Allahü teala nasip etti, bu sene de Muharrem ayına kavuştuk… 26 Kasımda Hicri 1432 yılını bitirip 1433’e girmiş bulunmaktayız… Ömrümüzün bir senesi daha bitti… Kabir hayatına biraz daha yaklaştık. Ömür takvimimizden bir yaprak daha düştü…
Seneler gün gibi geçiyor, nefeslerimiz sayılı, her nefes alışverişimizde bir sayı azalıyor…
Dünya hayatı bir hayal gibidir, rüya gibidir. İnsan rüya gördüğü zaman onu gerçek zanneder, güzel rüyada tebessüm eder, sıkıntılı olanda ise terler, rengi değişir.

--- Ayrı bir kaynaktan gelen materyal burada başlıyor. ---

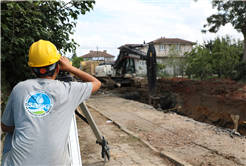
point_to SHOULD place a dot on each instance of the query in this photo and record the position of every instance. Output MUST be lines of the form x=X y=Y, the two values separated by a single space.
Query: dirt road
x=124 y=149
x=193 y=142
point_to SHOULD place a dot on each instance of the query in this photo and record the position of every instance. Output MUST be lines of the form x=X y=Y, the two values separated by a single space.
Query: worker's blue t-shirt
x=41 y=111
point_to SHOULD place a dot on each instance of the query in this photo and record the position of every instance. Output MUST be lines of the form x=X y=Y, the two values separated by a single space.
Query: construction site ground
x=152 y=133
x=200 y=135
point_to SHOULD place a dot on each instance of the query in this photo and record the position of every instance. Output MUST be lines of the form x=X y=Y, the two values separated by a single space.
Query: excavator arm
x=151 y=69
x=130 y=52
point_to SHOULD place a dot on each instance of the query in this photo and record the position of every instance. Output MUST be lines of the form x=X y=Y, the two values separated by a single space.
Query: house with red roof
x=98 y=56
x=163 y=46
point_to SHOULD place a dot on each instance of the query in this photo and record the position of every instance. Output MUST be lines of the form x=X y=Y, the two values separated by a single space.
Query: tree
x=198 y=61
x=229 y=11
x=76 y=61
x=218 y=56
x=176 y=56
x=74 y=55
x=225 y=55
x=23 y=22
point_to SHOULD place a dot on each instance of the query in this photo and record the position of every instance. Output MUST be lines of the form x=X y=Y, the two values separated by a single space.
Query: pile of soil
x=215 y=101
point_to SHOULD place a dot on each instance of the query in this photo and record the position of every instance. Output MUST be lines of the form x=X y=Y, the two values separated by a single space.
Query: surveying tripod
x=66 y=77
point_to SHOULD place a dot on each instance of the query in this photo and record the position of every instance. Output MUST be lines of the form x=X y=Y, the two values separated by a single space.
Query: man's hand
x=65 y=64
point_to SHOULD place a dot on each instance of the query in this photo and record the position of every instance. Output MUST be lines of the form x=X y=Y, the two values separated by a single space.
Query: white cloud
x=115 y=23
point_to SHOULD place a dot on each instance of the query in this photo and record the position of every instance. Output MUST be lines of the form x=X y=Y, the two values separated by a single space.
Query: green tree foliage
x=74 y=55
x=160 y=66
x=199 y=62
x=215 y=56
x=176 y=58
x=23 y=22
x=229 y=11
x=76 y=61
x=239 y=73
x=225 y=55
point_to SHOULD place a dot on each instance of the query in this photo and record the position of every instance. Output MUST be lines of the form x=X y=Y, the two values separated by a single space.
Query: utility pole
x=97 y=54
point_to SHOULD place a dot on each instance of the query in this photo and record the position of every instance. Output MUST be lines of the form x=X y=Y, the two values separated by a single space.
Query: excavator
x=123 y=71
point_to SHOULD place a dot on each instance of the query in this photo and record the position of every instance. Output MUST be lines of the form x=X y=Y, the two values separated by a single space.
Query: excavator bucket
x=151 y=69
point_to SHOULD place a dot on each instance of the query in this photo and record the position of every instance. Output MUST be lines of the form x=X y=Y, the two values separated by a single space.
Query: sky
x=113 y=23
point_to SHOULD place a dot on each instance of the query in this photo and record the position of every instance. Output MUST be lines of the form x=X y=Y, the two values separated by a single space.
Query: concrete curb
x=166 y=155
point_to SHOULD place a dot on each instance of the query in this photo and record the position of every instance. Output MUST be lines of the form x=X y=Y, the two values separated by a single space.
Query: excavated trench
x=220 y=102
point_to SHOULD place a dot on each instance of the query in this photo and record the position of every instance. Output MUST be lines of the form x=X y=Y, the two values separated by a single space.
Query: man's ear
x=57 y=68
x=32 y=70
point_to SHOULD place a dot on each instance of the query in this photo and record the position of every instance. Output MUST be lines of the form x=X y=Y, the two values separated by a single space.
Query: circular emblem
x=39 y=103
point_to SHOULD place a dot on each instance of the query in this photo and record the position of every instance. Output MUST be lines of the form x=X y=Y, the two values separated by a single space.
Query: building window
x=142 y=63
x=177 y=47
x=162 y=47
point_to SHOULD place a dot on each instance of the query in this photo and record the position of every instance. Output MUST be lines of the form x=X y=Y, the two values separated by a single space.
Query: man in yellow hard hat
x=39 y=111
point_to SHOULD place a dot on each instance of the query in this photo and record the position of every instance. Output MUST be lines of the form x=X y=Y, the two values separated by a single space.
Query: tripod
x=73 y=143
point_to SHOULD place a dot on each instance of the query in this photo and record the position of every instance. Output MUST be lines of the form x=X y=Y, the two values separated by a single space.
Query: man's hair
x=46 y=71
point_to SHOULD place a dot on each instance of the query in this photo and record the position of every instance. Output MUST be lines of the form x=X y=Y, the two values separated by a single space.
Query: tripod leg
x=91 y=122
x=100 y=139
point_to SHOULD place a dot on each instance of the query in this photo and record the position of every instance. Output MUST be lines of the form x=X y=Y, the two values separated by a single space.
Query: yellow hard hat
x=43 y=53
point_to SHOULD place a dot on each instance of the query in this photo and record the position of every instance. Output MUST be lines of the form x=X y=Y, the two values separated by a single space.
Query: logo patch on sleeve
x=39 y=103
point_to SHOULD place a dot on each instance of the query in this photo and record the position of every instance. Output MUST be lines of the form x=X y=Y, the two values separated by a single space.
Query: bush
x=239 y=73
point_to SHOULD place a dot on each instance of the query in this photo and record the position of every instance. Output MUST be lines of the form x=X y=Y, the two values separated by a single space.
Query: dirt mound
x=215 y=101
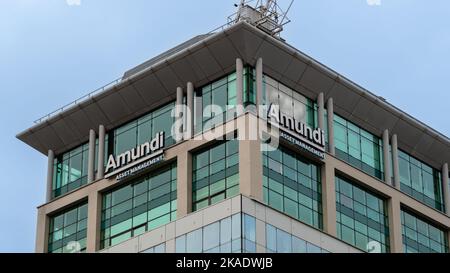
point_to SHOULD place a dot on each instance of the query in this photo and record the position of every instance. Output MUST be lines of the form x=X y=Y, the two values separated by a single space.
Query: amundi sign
x=297 y=132
x=137 y=159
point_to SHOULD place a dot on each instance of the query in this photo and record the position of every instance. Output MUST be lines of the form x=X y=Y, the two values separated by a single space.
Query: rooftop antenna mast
x=266 y=15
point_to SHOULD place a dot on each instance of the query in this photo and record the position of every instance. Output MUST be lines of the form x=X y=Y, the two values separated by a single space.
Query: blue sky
x=51 y=53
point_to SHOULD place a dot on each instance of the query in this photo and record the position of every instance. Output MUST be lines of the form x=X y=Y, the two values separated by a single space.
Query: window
x=68 y=231
x=224 y=236
x=221 y=93
x=291 y=103
x=420 y=236
x=292 y=185
x=358 y=147
x=420 y=181
x=139 y=131
x=143 y=205
x=70 y=170
x=279 y=241
x=362 y=219
x=215 y=174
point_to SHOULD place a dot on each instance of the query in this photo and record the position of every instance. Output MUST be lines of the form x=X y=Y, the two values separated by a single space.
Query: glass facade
x=224 y=236
x=70 y=170
x=420 y=181
x=220 y=93
x=362 y=219
x=215 y=174
x=292 y=185
x=140 y=206
x=279 y=241
x=139 y=131
x=422 y=237
x=68 y=231
x=358 y=147
x=290 y=102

Ama, bunların hepsi uyanınca biter. Gerçek zannettiği sevindiği, üzüldüğü şeyler meğer bir rüya imiş…
“İNSANLAR UYKUDADIR!..”
Meşhur bir söz vardır:
“İnsanlar uykudadır, ölünce uyanırlar…” İnsanoğlu da ölünce yaşadıkları, gördükleri, yaptıkları ona rüya gibi gelecektir. O zaman dünya hayatının ne mal olduğunu anlar fakat iş işten geçmiştir artık.

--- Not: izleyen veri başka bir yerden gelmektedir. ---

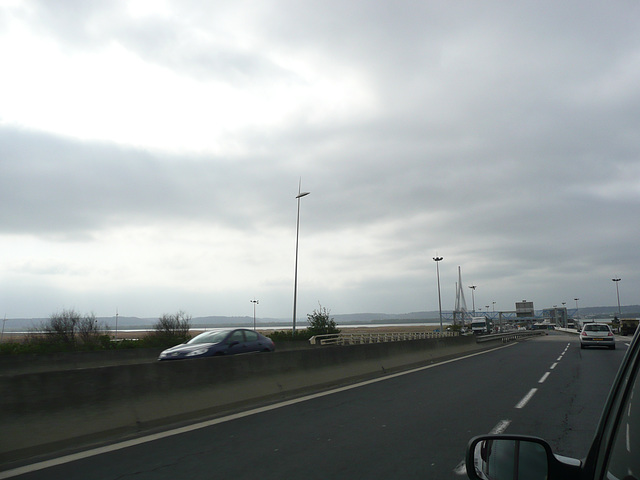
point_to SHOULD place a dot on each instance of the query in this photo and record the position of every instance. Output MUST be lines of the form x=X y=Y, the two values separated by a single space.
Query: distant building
x=524 y=309
x=556 y=316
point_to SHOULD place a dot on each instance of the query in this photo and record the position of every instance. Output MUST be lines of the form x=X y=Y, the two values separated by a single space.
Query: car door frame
x=595 y=464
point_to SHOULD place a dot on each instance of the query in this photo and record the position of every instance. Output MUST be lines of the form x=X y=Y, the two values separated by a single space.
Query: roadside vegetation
x=70 y=331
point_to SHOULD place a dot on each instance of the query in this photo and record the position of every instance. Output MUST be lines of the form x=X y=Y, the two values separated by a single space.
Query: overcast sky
x=150 y=154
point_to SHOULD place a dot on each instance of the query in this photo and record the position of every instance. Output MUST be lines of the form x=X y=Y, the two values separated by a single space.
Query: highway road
x=410 y=425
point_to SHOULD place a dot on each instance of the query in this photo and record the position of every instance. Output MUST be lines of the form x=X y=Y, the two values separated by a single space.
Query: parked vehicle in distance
x=614 y=452
x=597 y=335
x=220 y=342
x=480 y=325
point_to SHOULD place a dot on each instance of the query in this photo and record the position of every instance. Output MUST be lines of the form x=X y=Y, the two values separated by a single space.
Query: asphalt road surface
x=412 y=425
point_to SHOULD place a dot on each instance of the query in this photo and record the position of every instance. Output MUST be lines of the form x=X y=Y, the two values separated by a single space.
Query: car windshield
x=596 y=328
x=209 y=337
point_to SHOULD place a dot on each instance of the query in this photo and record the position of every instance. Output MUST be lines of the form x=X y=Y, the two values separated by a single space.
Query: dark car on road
x=614 y=452
x=220 y=342
x=597 y=335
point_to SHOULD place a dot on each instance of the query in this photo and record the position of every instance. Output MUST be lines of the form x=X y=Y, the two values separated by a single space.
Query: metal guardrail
x=379 y=337
x=510 y=337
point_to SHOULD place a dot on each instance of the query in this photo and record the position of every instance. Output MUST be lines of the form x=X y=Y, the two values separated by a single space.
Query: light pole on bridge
x=438 y=260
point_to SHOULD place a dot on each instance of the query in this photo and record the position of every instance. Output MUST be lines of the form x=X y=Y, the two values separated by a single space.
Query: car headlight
x=194 y=353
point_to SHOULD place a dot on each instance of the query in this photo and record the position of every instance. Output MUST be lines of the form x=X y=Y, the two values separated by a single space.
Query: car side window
x=237 y=336
x=624 y=461
x=251 y=336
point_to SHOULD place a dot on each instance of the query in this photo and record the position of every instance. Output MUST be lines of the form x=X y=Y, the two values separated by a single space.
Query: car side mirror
x=507 y=457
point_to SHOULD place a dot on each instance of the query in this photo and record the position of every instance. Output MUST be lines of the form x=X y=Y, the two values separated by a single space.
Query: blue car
x=220 y=342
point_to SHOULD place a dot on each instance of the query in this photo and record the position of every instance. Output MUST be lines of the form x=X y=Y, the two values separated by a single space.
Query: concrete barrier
x=48 y=410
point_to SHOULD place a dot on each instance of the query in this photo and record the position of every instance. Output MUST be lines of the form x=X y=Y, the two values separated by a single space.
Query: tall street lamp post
x=295 y=280
x=473 y=298
x=438 y=260
x=255 y=302
x=616 y=280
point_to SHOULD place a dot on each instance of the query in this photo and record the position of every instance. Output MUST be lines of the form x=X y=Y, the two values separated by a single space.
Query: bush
x=288 y=336
x=320 y=323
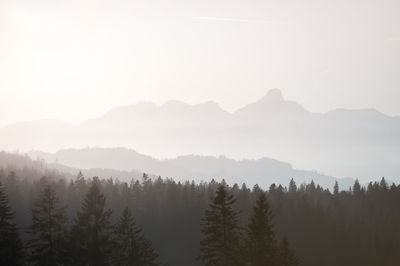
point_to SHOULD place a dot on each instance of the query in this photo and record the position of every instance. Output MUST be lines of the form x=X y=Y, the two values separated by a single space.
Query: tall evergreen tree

Yunus Emre hazretleri ne güzel tarif etmiştir:
Geldi geçti ömrüm benim
Bir yel esip geçmiş gibi
Hele bana şöyle gelir
Bir göz açıp yummuş gibi
Bu sözlere Hak tanıktır
Canlar bedene konuktur
Bir gün ola uça gider
Kafesten kuş uçmuş gibi…
Yeni bir senenin farkı sadece rakamların değişimi olmamalıdır. Geçirdiğimiz ve bir daha ele geçiremeyeceğimiz altın değerindeki koca bir senemizin muhasebesini yapmalıyız.
Maddi ve manevi yönden geçirdiğimiz yılda ne kazandık, ne kaybettik. Kârda mıyız, zararda mı? Kârda isek bunu yeni yılda arttırmaya çalışmalıyız. Zararda isek sebeplerini araştırmalı ve bir daha zararlı çıkmamak için kendimizi hazırlamalıyız.

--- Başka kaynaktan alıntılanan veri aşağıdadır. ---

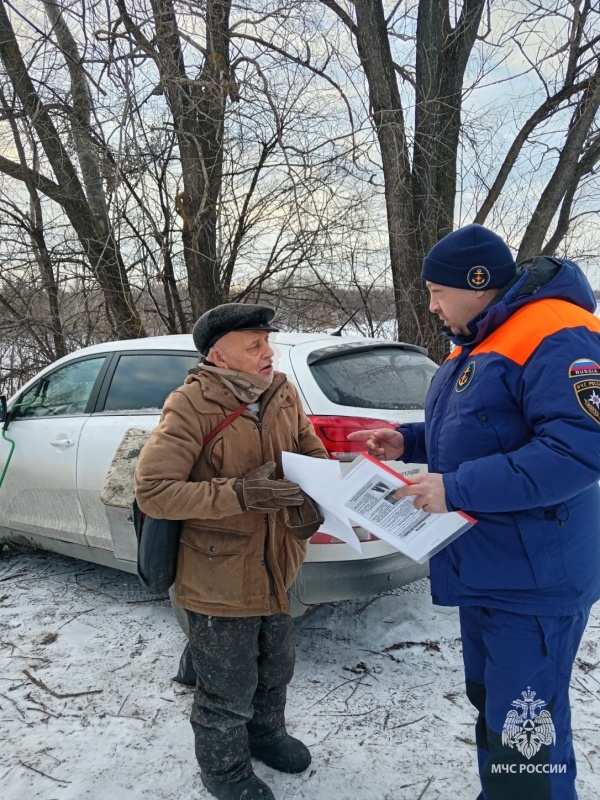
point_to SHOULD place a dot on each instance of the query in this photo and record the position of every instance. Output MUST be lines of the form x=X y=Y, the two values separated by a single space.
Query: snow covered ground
x=88 y=709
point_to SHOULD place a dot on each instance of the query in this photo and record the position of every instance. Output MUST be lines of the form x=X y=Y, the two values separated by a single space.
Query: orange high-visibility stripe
x=521 y=334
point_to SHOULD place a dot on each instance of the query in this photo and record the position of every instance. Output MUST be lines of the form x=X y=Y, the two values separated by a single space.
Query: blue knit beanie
x=470 y=258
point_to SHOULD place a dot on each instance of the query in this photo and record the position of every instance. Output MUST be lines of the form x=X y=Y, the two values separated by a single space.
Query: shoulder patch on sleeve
x=588 y=397
x=583 y=366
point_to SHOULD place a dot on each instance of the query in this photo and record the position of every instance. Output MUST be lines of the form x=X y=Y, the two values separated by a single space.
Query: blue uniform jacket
x=512 y=421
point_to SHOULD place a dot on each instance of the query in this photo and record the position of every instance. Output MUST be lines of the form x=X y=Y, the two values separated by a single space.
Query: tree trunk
x=96 y=239
x=198 y=108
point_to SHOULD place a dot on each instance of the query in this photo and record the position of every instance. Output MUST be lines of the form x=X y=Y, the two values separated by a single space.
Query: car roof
x=184 y=341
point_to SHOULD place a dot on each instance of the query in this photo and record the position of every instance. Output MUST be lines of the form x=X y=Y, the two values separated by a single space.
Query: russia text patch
x=583 y=366
x=588 y=397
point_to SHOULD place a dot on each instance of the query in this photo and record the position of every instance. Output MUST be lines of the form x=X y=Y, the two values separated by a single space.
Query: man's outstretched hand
x=386 y=444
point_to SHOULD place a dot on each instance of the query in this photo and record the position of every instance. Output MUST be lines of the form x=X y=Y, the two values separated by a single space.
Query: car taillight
x=333 y=432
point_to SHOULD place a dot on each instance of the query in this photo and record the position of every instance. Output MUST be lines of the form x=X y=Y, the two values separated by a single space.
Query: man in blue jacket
x=512 y=437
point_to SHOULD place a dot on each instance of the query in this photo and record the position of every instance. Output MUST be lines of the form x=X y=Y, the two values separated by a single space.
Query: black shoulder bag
x=158 y=539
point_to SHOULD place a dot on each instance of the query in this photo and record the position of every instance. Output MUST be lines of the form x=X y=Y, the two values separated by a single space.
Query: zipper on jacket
x=266 y=557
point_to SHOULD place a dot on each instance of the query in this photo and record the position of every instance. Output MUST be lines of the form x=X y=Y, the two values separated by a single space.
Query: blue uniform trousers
x=517 y=671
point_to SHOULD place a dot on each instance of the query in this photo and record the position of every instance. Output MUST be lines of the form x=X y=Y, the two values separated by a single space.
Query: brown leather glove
x=256 y=492
x=304 y=520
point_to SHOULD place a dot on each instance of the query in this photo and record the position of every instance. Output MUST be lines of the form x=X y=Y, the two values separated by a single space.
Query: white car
x=60 y=433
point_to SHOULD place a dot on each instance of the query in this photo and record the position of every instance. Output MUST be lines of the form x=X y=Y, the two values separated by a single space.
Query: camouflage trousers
x=244 y=665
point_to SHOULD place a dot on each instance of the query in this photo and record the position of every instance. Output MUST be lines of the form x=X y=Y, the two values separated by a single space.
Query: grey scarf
x=247 y=388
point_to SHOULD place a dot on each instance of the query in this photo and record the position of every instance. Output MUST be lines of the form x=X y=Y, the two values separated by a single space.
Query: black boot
x=251 y=788
x=286 y=755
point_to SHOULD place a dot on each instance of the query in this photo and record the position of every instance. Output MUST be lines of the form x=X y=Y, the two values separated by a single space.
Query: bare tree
x=85 y=209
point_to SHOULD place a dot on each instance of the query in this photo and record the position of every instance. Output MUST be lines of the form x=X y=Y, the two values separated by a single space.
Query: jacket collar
x=213 y=389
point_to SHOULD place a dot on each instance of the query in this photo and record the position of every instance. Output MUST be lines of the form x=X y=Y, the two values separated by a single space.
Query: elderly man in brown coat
x=243 y=540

İnsan hayatının her saati en kıymetli mücevherden daha kıymetlidir. Ve her insana bir defa (uzun veya kısa) verilir. İkinci bir kez daha dünyaya gelebilmemiz mümkün değildir.
FIRSAT ELDEN KAÇMADAN!
Kıyamet günü insanlar tekrar dünyaya gelebilmek için çok yalvaracaklar, bir fırsat daha tanınırsa bu defa çok iyi olacaklarını, her şeyi gördüklerini söyleyecekler; fakat bu istekleri yerine getirilmez. Onlara şöyle cevap verilir:
“Ahmak adam sen dünyadan gelmiyor musun? Sana her şey apaçık anlatılmadı mı?..”
Tekrar dönme imkânı olmayacak şu dünyadan güzel bir hayat yaşayarak ayrılmaya gayret etmeliyiz.
İdrâki ile şereflendiğimiz Muharrem ayı hicri senenin ilk ayıdır… İslâmın güneşi Mekke-i Mükerremede doğdu fakat Hicretten sonra Medine-i Münevvereden bütün kâinatı aydınlattı.
Daha önceden korkmadan namaz dahi kılamayan müminler, huzur içinde bütün ibadetlerini yapar hale gelmişlerdi.
Devlet reislerine mektuplar gönderiliyor, imana davet olunuyorlardı. Hidayete lâyık olanlar imanla şerefleniyor, ebedi sâadete kavuşuyorlardı.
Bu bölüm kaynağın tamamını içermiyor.